Originally, it meant that The Atlantic was not going to, in a hyper-partisan age of the 1850s, align with any of the parties that existed at the time. It was an abolitionist magazine, obviously it was pro-Lincoln when it counted. The only thing it means to me today is the difference between, “Of No Party or Clique” on the one hand, and “the resistance” idea on the other. I get this criticism fairly constantly: “Well, your magazine is very critical of Trump, and you obviously have written about how Trump is a danger to democracy. So, why are you running stories about how old Joe Biden is?” The answer is that I’m running stories about how old Joe Biden is because he’s old. That’s a relevant fact in the election. We have to publish things that are true. If you’re offended by it, then you’re just on a team.

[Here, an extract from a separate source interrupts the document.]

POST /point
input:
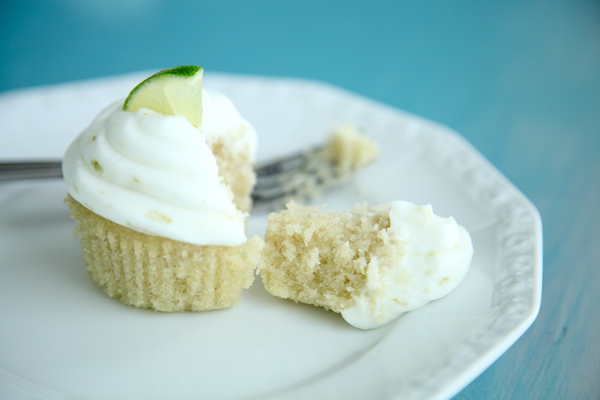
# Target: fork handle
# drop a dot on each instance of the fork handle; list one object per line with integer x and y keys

It’ll surprise some that a stable part of your magazine is the print edition, the paper and ink that comes in the mail.

It’s the soul of the enterprise. It’s obviously the original. It’s the repository of all of our values, and it’s a viable commercial product. It turns out that lots of people still want to read a print magazine. Put aside that it’s aesthetically pleasing, I think it’s a wonderful delivery system for information. You roll it up and put it in your pocket. You don’t have to wait for it to load. You don’t have to charge it. It doesn’t beep at you and flash at you all the time. It’s just there, patiently waiting to capture your attention with excellent stories.

Back to the ‘graveyard of web-only products.’ What’s the relationship between sustaining print and sustaining presence?

Print magazines have physical ballast. People who understand the culture, understand that this is the way you deliver complicated information. It’s why books are still read. We don’t want just to live in the air. Without print, you risk floating away. It tethers you to physical reality.